Funding for fintech startups in Latin America by investor source.
VC funding in Latin America fintech startups by investor source

Softbank entered the scene in 2019 and has participated in rounds totalling almost $2B this year. Softbank is doubling down on the region’s potential and recently announced its new $3B Latin America Fund II. Sequoia has notoriously backed Nubank since its seed round in 2013 and recently invested in Chilean FintualBut now all the heavyweights are coming for their slice of the pie: Tiger, A16Z, Tencent, Coatue have joined the frenzy.

Among local investors, the most notable is Kaszek Ventures, an early-stage pan Latin America fund that has participated in deals of almost $1B this year and holds an impressive portfolio comprising Nubank, Bitso, Creditas and Konfio. Sequoia has also been an LP in Kaszek Ventures since its inception.

Returns for investors are also materializing. Fintech exits have already reached more than $6B this year, and Nubank is preparing to go public at a $50.6B valuation.

Not just Brazil. All LatAm is booming.

Every country would deserve a dedicated blog in itself and we will once we deploy more of our ecosystems with local governments and other partners. As we can see below the fintech wave started to pick up in Brazil in 2018, followed by Mexico and Argentina the year after. Chile, Colombia, Ecuador, Uruguay and Peru are also all showing the first signs of an emerging fintech ecosystem.
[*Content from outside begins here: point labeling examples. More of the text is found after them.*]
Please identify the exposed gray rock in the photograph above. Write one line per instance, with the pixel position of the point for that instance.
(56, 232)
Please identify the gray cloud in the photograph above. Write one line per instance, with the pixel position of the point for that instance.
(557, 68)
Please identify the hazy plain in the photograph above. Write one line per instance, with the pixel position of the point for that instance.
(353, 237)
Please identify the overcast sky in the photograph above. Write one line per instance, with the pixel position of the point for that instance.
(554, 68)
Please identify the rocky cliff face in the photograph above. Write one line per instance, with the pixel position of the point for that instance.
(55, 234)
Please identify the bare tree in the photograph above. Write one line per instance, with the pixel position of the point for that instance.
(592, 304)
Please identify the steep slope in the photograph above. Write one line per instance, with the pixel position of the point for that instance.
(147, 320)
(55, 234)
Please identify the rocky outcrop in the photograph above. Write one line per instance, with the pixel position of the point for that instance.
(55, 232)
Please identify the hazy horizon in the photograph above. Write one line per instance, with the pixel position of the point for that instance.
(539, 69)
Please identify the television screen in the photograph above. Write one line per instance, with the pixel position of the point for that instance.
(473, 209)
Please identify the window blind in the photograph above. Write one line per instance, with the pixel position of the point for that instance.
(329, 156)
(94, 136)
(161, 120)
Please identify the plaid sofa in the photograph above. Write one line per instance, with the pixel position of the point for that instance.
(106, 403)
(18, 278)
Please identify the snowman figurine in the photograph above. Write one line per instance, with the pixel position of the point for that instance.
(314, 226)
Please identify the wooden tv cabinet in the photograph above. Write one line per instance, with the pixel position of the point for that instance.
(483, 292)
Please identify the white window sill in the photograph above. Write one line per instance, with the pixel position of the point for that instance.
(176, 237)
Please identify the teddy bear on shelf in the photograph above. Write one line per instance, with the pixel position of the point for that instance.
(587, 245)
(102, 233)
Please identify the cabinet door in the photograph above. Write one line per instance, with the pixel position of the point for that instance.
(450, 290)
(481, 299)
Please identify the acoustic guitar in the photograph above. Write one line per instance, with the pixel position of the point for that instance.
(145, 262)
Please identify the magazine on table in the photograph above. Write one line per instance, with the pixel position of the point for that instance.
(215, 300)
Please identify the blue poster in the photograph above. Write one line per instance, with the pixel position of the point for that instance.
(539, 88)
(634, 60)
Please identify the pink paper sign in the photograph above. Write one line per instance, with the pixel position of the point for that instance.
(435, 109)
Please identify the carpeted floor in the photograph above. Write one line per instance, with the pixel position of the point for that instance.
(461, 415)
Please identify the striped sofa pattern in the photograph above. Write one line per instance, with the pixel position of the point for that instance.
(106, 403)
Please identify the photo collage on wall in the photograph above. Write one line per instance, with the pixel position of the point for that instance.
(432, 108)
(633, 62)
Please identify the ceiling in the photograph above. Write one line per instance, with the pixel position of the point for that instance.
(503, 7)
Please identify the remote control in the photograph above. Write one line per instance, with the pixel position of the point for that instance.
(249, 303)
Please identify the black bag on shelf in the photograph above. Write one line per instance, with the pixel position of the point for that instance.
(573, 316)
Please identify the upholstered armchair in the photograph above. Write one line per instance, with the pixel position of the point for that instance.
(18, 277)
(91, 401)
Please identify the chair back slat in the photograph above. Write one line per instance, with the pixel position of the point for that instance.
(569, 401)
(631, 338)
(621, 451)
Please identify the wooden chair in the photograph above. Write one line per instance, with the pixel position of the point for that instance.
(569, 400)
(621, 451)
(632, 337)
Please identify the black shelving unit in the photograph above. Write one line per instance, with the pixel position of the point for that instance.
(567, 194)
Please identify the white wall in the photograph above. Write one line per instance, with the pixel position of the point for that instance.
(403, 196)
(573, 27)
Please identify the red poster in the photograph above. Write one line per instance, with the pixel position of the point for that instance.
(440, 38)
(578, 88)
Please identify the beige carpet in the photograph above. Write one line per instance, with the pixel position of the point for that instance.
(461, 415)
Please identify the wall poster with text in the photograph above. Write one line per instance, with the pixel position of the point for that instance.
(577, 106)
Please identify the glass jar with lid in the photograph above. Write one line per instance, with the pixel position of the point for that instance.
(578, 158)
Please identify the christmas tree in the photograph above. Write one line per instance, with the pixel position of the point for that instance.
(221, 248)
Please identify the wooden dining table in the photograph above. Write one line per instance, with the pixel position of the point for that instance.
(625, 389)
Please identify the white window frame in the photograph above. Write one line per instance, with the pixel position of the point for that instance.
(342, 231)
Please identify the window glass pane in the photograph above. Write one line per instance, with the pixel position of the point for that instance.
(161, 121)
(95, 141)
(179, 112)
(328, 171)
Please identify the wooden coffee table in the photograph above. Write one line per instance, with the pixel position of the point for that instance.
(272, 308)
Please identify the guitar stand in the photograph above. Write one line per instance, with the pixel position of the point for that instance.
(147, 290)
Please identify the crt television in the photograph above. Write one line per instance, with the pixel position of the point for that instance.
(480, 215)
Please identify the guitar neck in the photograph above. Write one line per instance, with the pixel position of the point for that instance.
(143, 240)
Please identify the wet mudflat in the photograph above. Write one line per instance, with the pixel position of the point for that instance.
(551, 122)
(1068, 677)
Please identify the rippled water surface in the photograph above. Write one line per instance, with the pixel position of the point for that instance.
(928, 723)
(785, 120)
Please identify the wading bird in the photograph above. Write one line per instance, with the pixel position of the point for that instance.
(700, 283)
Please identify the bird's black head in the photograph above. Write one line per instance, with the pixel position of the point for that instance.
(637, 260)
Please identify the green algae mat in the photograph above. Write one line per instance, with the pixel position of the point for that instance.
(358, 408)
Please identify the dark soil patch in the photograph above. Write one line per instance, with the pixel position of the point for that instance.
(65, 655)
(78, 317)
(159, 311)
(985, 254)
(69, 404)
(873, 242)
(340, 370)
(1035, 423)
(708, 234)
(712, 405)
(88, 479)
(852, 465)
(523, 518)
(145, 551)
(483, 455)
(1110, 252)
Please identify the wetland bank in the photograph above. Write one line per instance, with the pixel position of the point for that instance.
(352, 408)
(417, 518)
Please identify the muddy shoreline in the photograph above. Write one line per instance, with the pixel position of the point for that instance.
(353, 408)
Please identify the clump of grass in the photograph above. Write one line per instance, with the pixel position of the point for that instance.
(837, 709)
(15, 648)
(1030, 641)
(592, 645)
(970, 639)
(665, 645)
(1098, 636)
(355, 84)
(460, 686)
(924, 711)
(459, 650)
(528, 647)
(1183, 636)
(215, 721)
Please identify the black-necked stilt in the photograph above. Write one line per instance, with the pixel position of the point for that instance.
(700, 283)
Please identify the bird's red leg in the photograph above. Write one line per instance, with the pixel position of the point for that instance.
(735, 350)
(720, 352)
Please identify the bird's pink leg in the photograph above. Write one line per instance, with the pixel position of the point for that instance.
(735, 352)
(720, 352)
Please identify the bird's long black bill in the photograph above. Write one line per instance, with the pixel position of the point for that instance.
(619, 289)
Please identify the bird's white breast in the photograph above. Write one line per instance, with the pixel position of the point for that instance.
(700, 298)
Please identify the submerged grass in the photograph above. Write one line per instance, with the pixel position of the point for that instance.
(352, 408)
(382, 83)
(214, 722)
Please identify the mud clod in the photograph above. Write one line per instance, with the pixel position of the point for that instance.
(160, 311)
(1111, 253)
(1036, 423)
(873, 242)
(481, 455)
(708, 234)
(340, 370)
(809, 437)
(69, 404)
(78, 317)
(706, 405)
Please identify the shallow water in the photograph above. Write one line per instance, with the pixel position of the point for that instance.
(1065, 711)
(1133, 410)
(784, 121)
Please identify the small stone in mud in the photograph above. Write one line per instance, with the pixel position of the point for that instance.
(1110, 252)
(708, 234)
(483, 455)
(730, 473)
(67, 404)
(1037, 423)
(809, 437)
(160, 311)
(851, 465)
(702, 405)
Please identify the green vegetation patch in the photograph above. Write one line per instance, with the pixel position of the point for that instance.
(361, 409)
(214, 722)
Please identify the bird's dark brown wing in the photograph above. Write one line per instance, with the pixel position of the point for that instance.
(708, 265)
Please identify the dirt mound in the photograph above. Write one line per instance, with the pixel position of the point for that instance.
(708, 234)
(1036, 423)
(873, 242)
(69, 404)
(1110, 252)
VC funding for Latin America fintech startups. Brazil is leading followed by Mexico, but all other countries are starting to rise.
VC funding in Latin America fintech startups by country

What sectors are booming?

Banking, payments and lending has been showing the way. Now wealth management and crypto have also started to spread.
The fintech scene usually follows three steps of development:

  1. Banking the unbanked: bringing banking, payments and lending (digital payments, remittances, small consumer loans) to people excluded or heavily underserved by the existing financial system. Then expanding to wealth management and insurance.
  2. Expand to B2B offerings: B2B banking, SME business and trade financing, merchants payment processing etc.
  3. Building the infrastructure: API, open banking, BaaS, credit scoring and so on. This allows a further acceleration of the scene.
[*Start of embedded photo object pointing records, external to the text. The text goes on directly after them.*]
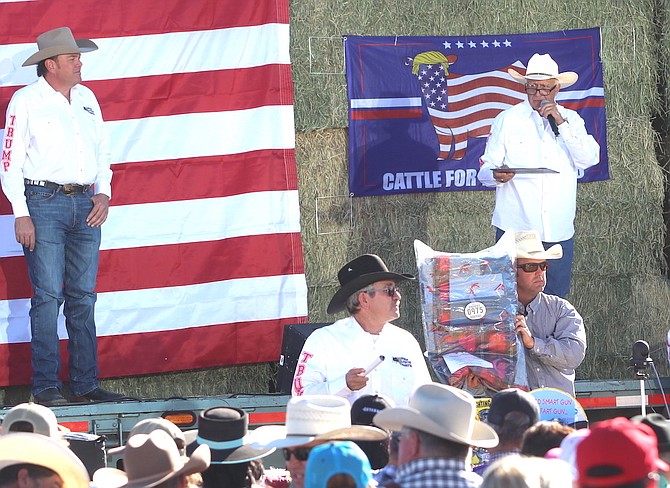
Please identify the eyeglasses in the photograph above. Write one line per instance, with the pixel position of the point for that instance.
(300, 453)
(389, 290)
(532, 90)
(532, 267)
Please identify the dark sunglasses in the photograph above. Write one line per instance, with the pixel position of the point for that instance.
(532, 267)
(389, 290)
(300, 453)
(532, 90)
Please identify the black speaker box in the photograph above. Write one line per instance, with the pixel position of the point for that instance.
(292, 341)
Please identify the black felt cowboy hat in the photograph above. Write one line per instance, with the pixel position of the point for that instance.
(359, 273)
(225, 431)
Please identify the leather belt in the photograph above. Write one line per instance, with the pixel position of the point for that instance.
(67, 188)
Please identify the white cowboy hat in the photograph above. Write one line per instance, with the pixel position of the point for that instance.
(30, 448)
(315, 417)
(59, 41)
(529, 246)
(443, 411)
(542, 67)
(149, 460)
(32, 417)
(147, 426)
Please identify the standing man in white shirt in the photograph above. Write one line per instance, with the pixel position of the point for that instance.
(539, 133)
(335, 359)
(56, 175)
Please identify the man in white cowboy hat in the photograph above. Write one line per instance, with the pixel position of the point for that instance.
(312, 420)
(363, 354)
(437, 429)
(153, 460)
(35, 460)
(56, 175)
(549, 327)
(539, 133)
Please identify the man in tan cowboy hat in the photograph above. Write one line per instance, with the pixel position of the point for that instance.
(312, 420)
(437, 429)
(153, 460)
(56, 174)
(363, 354)
(551, 330)
(539, 133)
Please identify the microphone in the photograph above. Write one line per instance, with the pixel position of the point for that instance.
(551, 119)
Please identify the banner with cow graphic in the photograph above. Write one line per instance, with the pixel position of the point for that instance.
(420, 108)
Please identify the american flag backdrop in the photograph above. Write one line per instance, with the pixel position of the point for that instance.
(201, 262)
(420, 108)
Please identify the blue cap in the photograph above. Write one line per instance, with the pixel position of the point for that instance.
(333, 458)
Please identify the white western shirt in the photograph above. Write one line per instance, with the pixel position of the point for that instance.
(331, 351)
(521, 138)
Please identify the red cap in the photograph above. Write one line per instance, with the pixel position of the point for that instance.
(616, 452)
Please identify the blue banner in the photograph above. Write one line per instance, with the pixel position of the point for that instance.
(420, 108)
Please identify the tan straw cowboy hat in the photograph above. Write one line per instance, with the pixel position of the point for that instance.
(443, 411)
(149, 460)
(38, 449)
(59, 41)
(542, 67)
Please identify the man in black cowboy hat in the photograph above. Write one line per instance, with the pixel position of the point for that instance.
(363, 354)
(56, 174)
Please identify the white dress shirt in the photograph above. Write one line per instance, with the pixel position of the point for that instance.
(331, 351)
(521, 138)
(48, 138)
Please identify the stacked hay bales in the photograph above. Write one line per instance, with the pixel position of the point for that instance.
(619, 281)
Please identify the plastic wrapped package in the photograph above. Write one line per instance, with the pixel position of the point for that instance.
(469, 304)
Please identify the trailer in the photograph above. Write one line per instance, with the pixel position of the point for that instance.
(600, 399)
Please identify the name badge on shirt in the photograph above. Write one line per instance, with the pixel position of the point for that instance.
(403, 362)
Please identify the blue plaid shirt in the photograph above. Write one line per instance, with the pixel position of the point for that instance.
(437, 473)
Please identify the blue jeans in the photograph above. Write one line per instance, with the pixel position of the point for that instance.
(559, 274)
(63, 269)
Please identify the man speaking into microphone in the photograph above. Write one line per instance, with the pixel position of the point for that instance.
(544, 145)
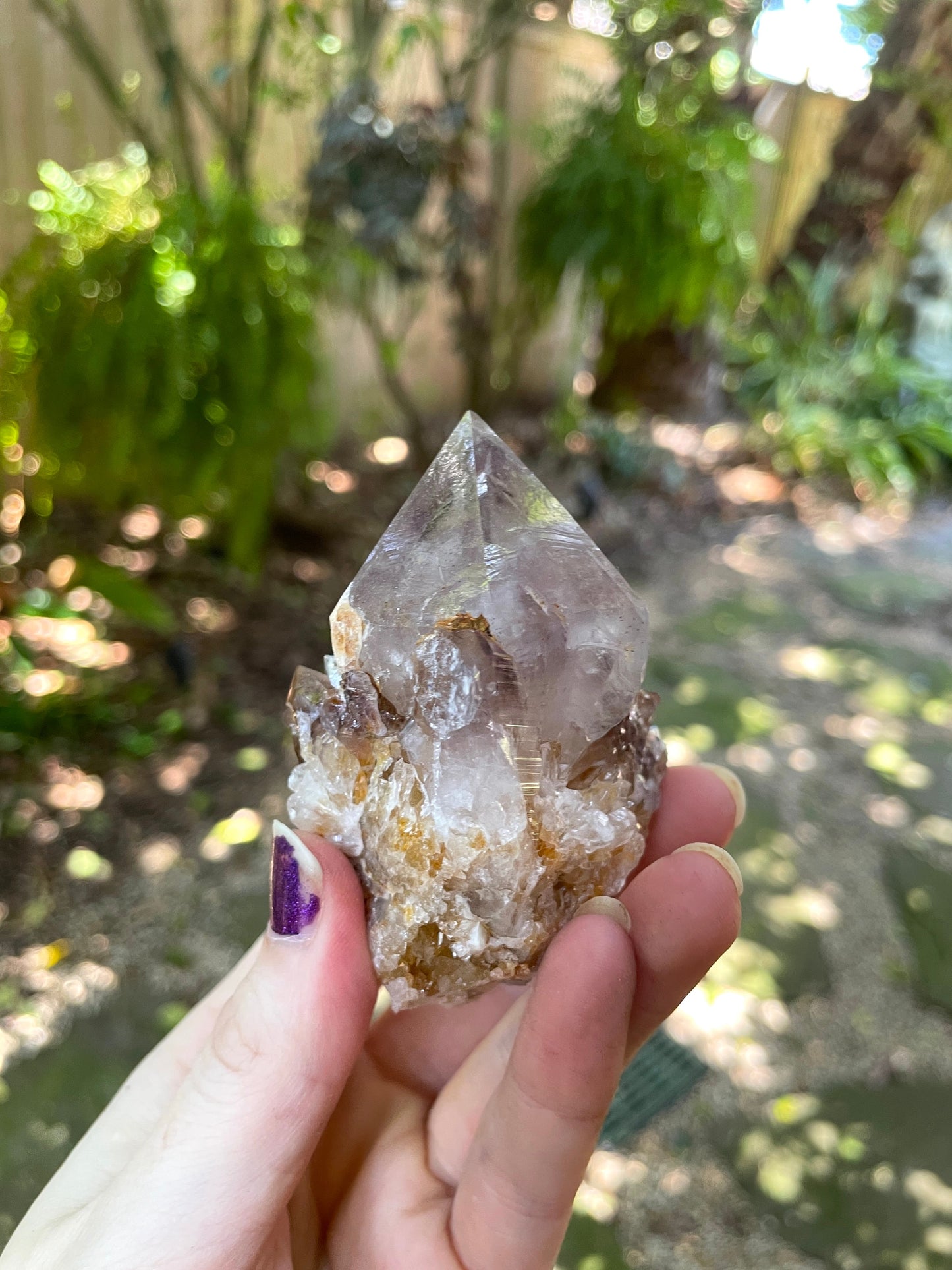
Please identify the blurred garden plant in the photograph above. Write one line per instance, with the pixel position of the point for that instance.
(648, 192)
(398, 202)
(831, 390)
(159, 346)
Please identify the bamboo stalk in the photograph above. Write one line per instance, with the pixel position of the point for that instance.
(71, 26)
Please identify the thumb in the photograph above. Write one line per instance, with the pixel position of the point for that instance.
(238, 1137)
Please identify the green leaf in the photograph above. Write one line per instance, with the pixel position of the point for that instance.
(132, 596)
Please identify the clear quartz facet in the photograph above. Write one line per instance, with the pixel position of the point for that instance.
(480, 743)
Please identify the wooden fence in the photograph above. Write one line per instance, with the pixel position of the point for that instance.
(50, 109)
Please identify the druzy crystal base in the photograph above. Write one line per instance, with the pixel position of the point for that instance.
(480, 742)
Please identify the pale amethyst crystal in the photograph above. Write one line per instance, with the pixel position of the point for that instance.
(480, 743)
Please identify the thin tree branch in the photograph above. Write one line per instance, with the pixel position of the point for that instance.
(156, 31)
(230, 136)
(71, 26)
(399, 391)
(253, 83)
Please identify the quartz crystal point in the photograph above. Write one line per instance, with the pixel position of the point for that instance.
(480, 742)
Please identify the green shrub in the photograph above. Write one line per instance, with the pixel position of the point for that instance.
(157, 347)
(649, 194)
(833, 391)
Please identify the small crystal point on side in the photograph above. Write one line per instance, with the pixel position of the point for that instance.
(480, 743)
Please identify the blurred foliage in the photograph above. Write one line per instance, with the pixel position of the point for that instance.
(833, 391)
(155, 346)
(922, 893)
(857, 1171)
(649, 191)
(397, 198)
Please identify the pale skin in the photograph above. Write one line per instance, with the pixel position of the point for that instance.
(276, 1128)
There is so much more going on in the Latin American fintech scene. Explore 1600+ fintech startups in Latin America.

1600 fintech companies in Latina America
More than 1600 fintech companies in Latin America

Getting the spotlight on Latin America: Nubank

Nubank has driven the world’s attention to the LatAm fintech scene like UiPath made it discover the potential of Central and Eastern Europe.
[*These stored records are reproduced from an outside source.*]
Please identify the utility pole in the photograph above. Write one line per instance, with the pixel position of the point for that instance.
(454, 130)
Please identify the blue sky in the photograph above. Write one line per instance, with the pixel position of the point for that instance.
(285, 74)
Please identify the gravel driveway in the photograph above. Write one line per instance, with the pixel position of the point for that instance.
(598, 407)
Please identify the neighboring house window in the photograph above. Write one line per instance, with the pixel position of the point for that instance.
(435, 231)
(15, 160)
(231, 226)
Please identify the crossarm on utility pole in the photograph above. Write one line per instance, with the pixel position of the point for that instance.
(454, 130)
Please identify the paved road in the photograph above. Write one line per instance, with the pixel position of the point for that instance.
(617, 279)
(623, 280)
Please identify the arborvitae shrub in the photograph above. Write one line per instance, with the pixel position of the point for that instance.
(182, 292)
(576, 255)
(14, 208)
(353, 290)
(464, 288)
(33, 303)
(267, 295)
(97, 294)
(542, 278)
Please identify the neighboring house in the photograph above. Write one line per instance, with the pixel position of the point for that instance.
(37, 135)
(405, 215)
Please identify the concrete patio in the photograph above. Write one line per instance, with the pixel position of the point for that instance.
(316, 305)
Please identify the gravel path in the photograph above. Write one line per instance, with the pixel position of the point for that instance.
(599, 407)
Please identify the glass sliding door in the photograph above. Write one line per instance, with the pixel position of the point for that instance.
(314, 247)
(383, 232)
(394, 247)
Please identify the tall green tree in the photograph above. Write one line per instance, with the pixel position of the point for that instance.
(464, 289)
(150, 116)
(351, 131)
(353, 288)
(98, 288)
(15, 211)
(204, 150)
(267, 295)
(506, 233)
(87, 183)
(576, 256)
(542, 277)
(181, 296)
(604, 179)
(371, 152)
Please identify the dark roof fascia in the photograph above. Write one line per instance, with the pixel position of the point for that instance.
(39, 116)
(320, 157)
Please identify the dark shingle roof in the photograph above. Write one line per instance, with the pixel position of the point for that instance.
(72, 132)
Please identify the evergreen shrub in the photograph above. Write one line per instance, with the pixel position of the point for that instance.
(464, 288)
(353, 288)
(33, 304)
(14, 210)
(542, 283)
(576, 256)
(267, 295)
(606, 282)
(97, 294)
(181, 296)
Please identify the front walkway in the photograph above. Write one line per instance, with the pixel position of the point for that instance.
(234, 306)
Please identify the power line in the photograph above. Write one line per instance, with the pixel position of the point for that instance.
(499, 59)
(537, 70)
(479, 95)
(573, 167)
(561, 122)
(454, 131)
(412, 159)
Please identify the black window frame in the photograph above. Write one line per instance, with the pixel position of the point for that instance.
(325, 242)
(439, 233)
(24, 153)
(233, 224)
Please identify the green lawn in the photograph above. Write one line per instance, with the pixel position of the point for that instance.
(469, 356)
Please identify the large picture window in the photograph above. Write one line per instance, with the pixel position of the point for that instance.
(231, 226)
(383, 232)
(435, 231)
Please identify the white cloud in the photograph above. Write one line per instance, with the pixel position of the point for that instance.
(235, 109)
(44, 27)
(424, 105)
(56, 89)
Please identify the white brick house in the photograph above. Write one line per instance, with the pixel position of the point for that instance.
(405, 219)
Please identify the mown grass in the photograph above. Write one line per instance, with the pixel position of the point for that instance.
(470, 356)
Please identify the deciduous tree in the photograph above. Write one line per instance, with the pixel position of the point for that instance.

It is the largest challenger bank by the number of users, having reached 48.1 million users in Q3 and adding 2.1 million a month. It also lately turned to profit, which is rare than a unicorn for digital banks and will go public on December 8th at a $50 billion valuation, with a double listing in the US and Brazil.

Nubank financials information
Nubank official figures from F1 filing

Something less known? In 2016, when Nubank was only two-years-old, a new regulation was discussed to bring down repayment days to merchants for consumer purchases from 30 to 2. This would have crushed Nubank, but the Brazilian Central Bank recognized that the move would crush the competition and allow the country biggest banks to keep their dominance and kept the 30-day deadline allowing Nubank to become what it is today.

Fintech in Latin America is showing the first important signs of a bright future and we are looking forward to supporting the local startup scene with partners in the region.